The devices need to be designed with care, Choudhury said. “If the material is not good, it will introduce very high loss and your platform will be degraded,” she said. There are “a lot of challenges for designers,” she said. The evaluation of the materials that will be used in the new networks will take “lots of effort and we need to be careful how we do that,” she said.

Autonomous vehicles, connected cars, connected healthcare and other “exploding applications” will require very high speed connections, though each has different needs, Choudhury said. Healthcare and autonomous vehicles require low latency and high reliability, she said. An IoT of billions of devices will require longer battery life and huge network capacity, all at low cost, she said. Mobile communications will make other demands, she said. “All these issues have to work together and all these diverse needs to be addressed together,” she said.

Fifth-generation networks will help industry meet a very challenging demand -- high-speed broadband everywhere, said Javan Erfanian, distinguished member of technology, Bell Canada. Providing 50-100 MB connections everywhere is in many ways more difficult than providing multi-GBs connections in fewer locations, he said.

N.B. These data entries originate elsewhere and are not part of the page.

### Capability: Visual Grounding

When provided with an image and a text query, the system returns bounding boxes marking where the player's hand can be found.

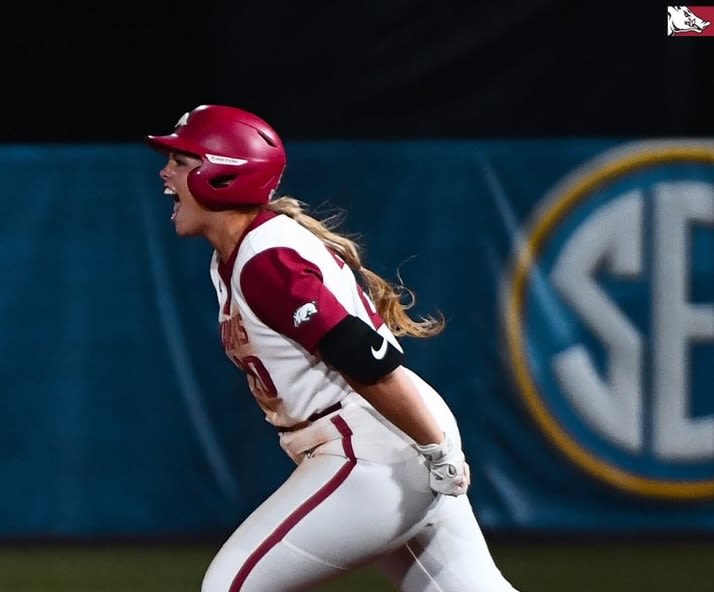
[415,436,471,496]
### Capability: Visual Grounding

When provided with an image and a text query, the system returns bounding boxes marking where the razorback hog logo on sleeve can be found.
[293,300,317,327]
[667,6,710,37]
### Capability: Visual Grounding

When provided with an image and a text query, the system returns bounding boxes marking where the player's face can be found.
[159,152,207,236]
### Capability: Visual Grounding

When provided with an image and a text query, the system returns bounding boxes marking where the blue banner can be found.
[0,139,714,538]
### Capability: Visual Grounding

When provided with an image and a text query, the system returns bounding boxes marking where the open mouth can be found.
[164,186,181,220]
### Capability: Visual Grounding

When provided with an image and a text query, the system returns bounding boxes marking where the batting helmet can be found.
[146,105,286,210]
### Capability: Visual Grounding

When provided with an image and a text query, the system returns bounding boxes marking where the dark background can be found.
[0,0,714,143]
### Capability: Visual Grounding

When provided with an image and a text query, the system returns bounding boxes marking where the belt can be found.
[275,403,342,433]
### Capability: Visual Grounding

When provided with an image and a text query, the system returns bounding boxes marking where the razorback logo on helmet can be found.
[293,300,317,327]
[206,154,248,166]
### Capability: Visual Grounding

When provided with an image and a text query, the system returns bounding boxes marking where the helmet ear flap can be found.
[187,160,241,210]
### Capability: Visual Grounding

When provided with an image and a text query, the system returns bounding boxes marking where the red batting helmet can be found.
[146,105,286,210]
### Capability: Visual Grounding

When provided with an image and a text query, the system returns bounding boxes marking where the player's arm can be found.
[318,315,444,444]
[318,315,470,495]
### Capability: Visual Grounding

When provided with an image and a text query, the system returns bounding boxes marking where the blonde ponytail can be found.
[265,195,446,338]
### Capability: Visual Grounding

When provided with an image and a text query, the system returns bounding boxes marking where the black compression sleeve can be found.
[317,315,404,384]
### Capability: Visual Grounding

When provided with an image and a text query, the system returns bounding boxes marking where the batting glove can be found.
[415,436,471,496]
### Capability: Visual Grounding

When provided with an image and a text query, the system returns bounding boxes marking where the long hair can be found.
[265,195,446,338]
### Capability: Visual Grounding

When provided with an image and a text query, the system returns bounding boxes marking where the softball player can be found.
[147,105,514,592]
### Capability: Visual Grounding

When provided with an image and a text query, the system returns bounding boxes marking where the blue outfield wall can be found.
[0,139,714,538]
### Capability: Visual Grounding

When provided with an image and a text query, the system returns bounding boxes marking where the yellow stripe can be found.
[506,145,714,500]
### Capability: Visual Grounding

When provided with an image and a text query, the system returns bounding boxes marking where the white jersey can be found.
[211,211,401,427]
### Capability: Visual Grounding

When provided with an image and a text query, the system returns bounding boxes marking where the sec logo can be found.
[503,140,714,500]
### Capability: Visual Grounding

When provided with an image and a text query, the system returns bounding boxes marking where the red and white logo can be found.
[667,6,714,37]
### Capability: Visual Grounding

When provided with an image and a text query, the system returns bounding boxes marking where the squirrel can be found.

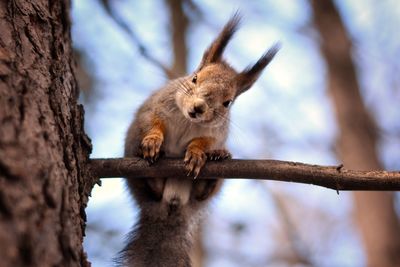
[120,13,279,267]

A massive IoT will also impose huge new requirements on networks, he said. “We must provide an environment where the network can virtually transform itself to what may be needed by an application,” he said.

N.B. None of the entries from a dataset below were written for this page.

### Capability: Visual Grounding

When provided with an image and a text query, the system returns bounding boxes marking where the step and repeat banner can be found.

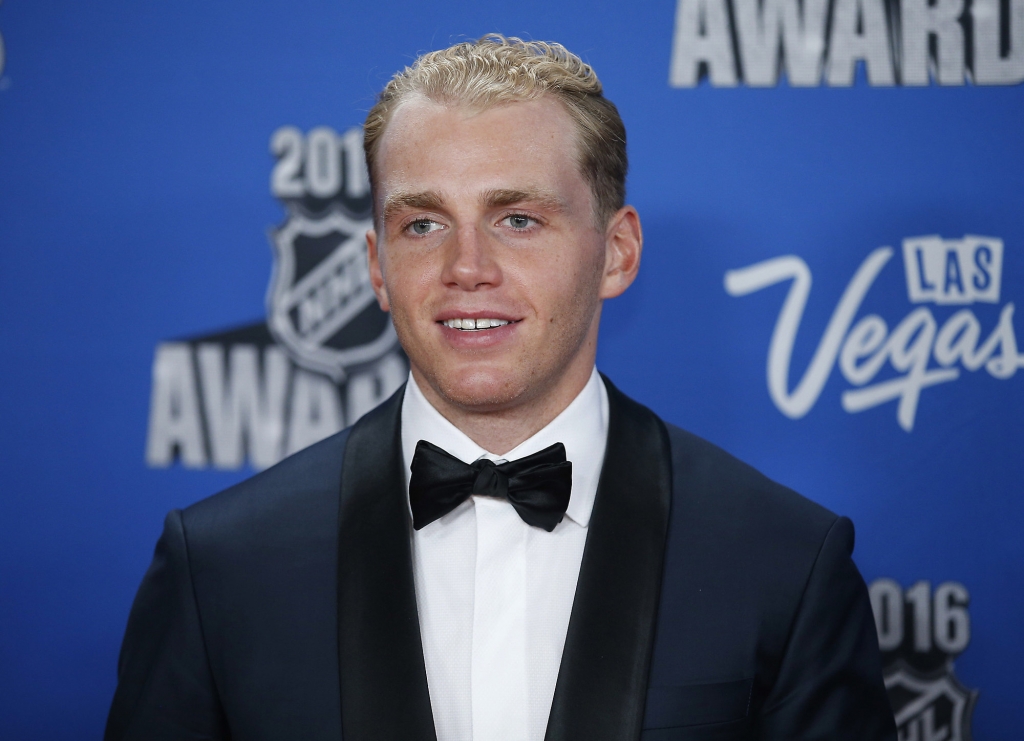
[0,0,1024,741]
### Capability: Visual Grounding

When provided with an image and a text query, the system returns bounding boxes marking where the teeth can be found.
[444,319,509,330]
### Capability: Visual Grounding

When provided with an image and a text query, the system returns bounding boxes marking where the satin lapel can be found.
[545,379,672,741]
[338,387,435,741]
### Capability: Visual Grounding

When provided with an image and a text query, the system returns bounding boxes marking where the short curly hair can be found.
[362,34,629,228]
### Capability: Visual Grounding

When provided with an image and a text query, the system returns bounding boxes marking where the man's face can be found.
[368,97,639,411]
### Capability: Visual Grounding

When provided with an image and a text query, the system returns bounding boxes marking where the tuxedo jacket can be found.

Erfanian said 5G is about the future. “We are positioned, in a way, for the needs of the next decade,” he said. “You can tell from the mobile data, from the capacity needs, from the mobile and connected society, the response we need to have.” Network densification will be critical, Erfanian said. “This is not just about wireless end-to-end,” he said. “A lot of the discussion … is about wired, particularly about fiber.” Carriers are making big investments in fiber to support 5G, he said. “It’s all about the context, what are the requirements, how tight they are,” he said.